Wang Ziqiong, Chen Bo, Chen Jiyang, Wu Zhixuan, Gu Hongyi, Wang Ying, Dai Xuanxuan
Department of Thyroid and Breast Surgery, The First Affiliated Hospital of Wenzhou Medical University, Wenzhou, China.
The First Clinical College, Wenzhou Medical University, Wenzhou, China.
Front Oncol. 2022 Feb 14;12:798016. doi: 10.3389/fonc.2022.798016. eCollection 2022.
The impact of primary site surgery on survival remains controversial in female patients with stage IV breast cancer. The purpose of this study was to investigate the role of primary tumor surgery in patients with stage IV breast cancer and concurrently develop a nomogram to identify which patients will benefit from surgery.
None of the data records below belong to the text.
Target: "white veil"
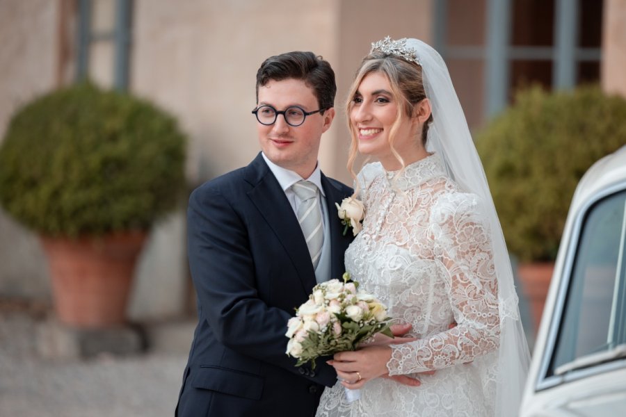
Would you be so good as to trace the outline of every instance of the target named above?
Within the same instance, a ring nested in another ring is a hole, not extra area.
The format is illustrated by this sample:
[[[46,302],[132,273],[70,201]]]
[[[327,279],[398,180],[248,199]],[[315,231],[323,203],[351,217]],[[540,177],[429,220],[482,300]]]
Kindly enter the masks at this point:
[[[438,154],[450,177],[462,190],[478,195],[486,207],[498,279],[501,330],[495,415],[517,416],[530,354],[500,222],[445,63],[435,49],[421,40],[407,39],[406,47],[415,51],[422,68],[426,95],[432,108],[433,120],[428,129],[427,150]]]

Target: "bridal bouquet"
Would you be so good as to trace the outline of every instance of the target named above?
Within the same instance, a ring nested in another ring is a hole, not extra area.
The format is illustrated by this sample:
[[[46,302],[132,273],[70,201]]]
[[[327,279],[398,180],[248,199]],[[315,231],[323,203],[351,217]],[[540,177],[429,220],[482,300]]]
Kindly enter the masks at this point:
[[[285,336],[287,354],[297,358],[296,366],[319,357],[355,350],[376,333],[393,337],[387,308],[374,295],[358,291],[358,283],[331,279],[313,288],[309,300],[296,310]]]

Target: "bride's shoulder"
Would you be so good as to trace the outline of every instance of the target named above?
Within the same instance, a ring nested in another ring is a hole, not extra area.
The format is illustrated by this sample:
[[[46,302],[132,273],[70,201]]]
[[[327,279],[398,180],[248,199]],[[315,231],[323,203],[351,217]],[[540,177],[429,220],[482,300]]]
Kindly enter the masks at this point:
[[[372,181],[385,174],[385,169],[380,162],[371,162],[365,164],[357,174],[357,181],[361,188],[367,189]]]

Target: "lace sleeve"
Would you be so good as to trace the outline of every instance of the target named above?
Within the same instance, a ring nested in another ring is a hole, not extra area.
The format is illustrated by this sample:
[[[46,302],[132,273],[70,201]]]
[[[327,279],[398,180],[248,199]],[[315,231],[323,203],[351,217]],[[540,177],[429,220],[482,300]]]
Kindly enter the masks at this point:
[[[435,256],[447,274],[446,288],[458,325],[401,345],[392,345],[390,375],[441,369],[496,350],[499,341],[497,281],[488,227],[474,195],[442,198],[431,213]]]
[[[354,189],[358,191],[356,197],[363,202],[366,207],[369,205],[367,197],[369,193],[367,193],[367,190],[374,179],[384,173],[385,170],[380,163],[374,162],[365,165],[357,174],[356,180],[354,181]]]

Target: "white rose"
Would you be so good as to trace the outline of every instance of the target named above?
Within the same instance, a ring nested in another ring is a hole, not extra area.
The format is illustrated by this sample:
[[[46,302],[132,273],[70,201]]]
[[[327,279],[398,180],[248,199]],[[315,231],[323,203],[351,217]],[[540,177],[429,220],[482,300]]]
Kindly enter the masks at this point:
[[[335,205],[337,206],[337,215],[340,219],[350,222],[352,233],[356,236],[363,227],[361,224],[361,220],[365,217],[365,206],[363,203],[354,197],[348,197],[343,199],[341,205],[337,203]]]
[[[305,321],[302,328],[307,332],[308,332],[309,330],[312,330],[313,332],[319,332],[319,325],[318,325],[317,322],[314,320],[310,320],[308,321]]]
[[[335,335],[339,336],[342,334],[342,323],[337,322],[335,322],[332,323],[332,332],[335,333]]]
[[[321,309],[321,306],[316,304],[314,301],[313,301],[312,300],[310,300],[307,302],[300,306],[300,308],[298,309],[298,316],[315,316],[316,314],[319,313]]]
[[[367,293],[359,293],[357,294],[357,299],[360,301],[374,301],[374,297],[371,294]]]
[[[308,336],[308,334],[309,334],[306,330],[305,330],[304,329],[300,329],[296,332],[296,336],[294,336],[294,339],[296,342],[302,342],[307,338],[307,336]]]
[[[315,321],[319,325],[320,328],[323,329],[330,322],[330,314],[328,311],[320,311],[315,316]]]
[[[353,282],[348,282],[346,284],[346,290],[350,291],[353,294],[356,294],[356,286]]]
[[[302,344],[294,339],[291,339],[287,343],[287,350],[285,353],[294,358],[300,357],[300,355],[302,354]]]
[[[302,327],[302,320],[300,320],[300,318],[292,317],[289,319],[289,321],[287,322],[287,332],[285,333],[284,335],[291,338],[300,327]]]
[[[359,306],[348,306],[346,309],[346,316],[354,321],[359,321],[363,318],[363,309]]]
[[[326,300],[329,293],[339,293],[344,291],[344,284],[339,279],[331,279],[326,282]]]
We retrospectively searched the SEER database for female patients newly diagnosed with stage IV breast infiltrating duct carcinoma (BIDC) between 2010 and 2015 and then divided them into surgery and non-surgery groups. The propensity score matching (PSM) method was implemented to eliminate the bias, and Kaplan-Meier survival analysis was generated to compare the overall survival (OS) and cancer-specific survival (CSS) between the two groups. After PSM, Cox regression analyses were performed to determine the independent protective value of primary tumor surgery, while logistic regression analyses were utilized to uncover significant predictors of surgical benefit and establish a screening nomogram for female patients with stage IV BIDC. Nomogram performance was evaluated by calibration curves, receiver operating characteristic (ROC) curves, and decision curve analysis (DCA).
5,475 patients with stage IV BIDC were included in this study, and 2,375 patients (43.38%) received primary tumor surgery. After PSM, the median CSS was 53 months (95% CI: 46.84-59.16) in the surgery group compared with only 33 months (95% CI: 30.05-35.95) in the non-surgery group. We further found that primary tumor surgery was an independent protective factor for patients with stage IV BIDC. The independent factors affecting the benefit of locoregional surgery in patients with stage IV BIDC included histological grade, T stage, molecular subtype, lung metastasis, liver metastasis, brain metastasis, and marital status. The AUC of the nomogram was 0.785 in the training set and 0.761 in the testing set. The calibration curves and DCA confirmed that the nomogram could precisely predict the possibility of benefit from primary tumor resection.
Our study suggested that primary tumor surgery improved the prognosis of female patients with stage IV BIDC and developed a nomogram to quantify the probability of surgical benefit to help identify surgical candidates clinically.
对于IV期乳腺癌女性患者,原发部位手术对生存的影响仍存在争议。本研究的目的是探讨原发肿瘤手术在IV期乳腺癌患者中的作用,并同时开发一种列线图以识别哪些患者将从手术中获益。
我们回顾性检索了监测、流行病学和最终结果(SEER)数据库,以查找2010年至2015年间新诊断为IV期乳腺浸润性导管癌(BIDC)的女性患者,然后将她们分为手术组和非手术组。采用倾向评分匹配(PSM)方法消除偏差,并进行Kaplan-Meier生存分析以比较两组之间的总生存期(OS)和癌症特异性生存期(CSS)。PSM后,进行Cox回归分析以确定原发肿瘤手术的独立保护价值,同时利用逻辑回归分析揭示手术获益的显著预测因素,并为IV期BIDC女性患者建立筛查列线图。通过校准曲线、受试者工作特征(ROC)曲线和决策曲线分析(DCA)评估列线图性能。
本研究纳入了5475例IV期BIDC患者,其中2375例(43.38%)接受了原发肿瘤手术。PSM后,手术组的中位CSS为53个月(95%CI:46.84 - 59.16),而非手术组仅为33个月(95%CI:30.05 - 35.95)。我们进一步发现,原发肿瘤手术是IV期BIDC患者的独立保护因素。影响IV期BIDC患者局部区域手术获益的独立因素包括组织学分级、T分期、分子亚型、肺转移、肝转移、脑转移和婚姻状况。列线图在训练集中的AUC为0.785,在测试集中为0.761。校准曲线和DCA证实列线图可以准确预测从原发肿瘤切除中获益的可能性。
我们的研究表明,原发肿瘤手术改善了IV期BIDC女性患者的预后,并开发了一种列线图来量化手术获益的概率,以帮助在临床上识别手术候选者。